夢窓国師の願い
夢窓国師の生きられた時代は、鎌倉幕府が滅ぼされ、
後醍醐天皇による建武の新政になり、
さらに後醍醐天皇から足利氏の幕府にと、
めまぐるしく変動したときでもありました。
幾たびも、戦乱に見舞われた時でありました。
それだけに、夢窓国師は、平和に対する願いが強いものでした。
足利尊氏が幕府を開き、後醍醐天皇が吉野で崩御なされた後に、
後醍醐天皇を弔う為に天龍寺を創建されました。
夢窓国師は、天龍寺を開山するにあたり、
毘盧遮那仏を本尊としました。
これは、円覚寺が毘盧遮那仏を本尊として、
怨親平等の精神で敵味方等しく供養されたのを受け継いでいると思われます。
後醍醐天皇の十三回忌の法語にも、
「真浄界中、他無く自無し。豈、怨親を其の間に容れんや。」の一語が見えます。
毘盧遮那仏を本尊として、その悟りの世界においては、自他の区別は無く、
まして況んや敵も味方も区別することはないということを明言されています。
更に「一迷纔かに生じて万境随って現じ、世界の治乱人倫の怨親、虛妄にして相酬い、虛妄にして相奪う。
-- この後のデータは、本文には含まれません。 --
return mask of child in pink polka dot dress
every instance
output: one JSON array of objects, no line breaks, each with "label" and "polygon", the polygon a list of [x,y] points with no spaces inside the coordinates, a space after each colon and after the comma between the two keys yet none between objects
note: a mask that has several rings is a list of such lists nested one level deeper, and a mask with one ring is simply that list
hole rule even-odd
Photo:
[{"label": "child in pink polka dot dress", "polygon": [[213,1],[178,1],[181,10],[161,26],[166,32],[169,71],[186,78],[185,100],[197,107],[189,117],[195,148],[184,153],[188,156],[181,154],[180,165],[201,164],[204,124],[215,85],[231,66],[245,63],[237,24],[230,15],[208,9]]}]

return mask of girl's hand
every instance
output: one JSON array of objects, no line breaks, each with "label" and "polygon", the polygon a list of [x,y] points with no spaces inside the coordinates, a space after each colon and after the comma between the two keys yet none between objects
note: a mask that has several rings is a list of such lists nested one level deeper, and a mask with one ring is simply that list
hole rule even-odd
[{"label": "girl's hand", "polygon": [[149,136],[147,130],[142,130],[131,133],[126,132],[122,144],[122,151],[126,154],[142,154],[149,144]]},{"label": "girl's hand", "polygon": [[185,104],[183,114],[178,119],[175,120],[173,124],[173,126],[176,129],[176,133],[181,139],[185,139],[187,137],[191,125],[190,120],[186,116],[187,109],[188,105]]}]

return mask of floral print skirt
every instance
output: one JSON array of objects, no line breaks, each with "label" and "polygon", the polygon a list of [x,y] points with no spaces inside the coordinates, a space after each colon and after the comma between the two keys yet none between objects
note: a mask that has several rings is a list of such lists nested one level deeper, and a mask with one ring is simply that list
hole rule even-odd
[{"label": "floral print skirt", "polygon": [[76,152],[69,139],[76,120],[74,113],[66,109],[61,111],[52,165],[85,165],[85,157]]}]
」
と述べられています。
一念、自他を隔て、敵味方を分かつ思いから、さまざまな争い事が起こるのです。
夢窓国師の師匠の更に師匠である無学祖元禅師(仏光国師)のお心を受け継いで、
天龍寺を開山し、更には全国に安国寺利生塔を建てて、
怨親平等の心で、敵味方区別なくすべての御霊を弔い、
真の平和の実現を願われていました。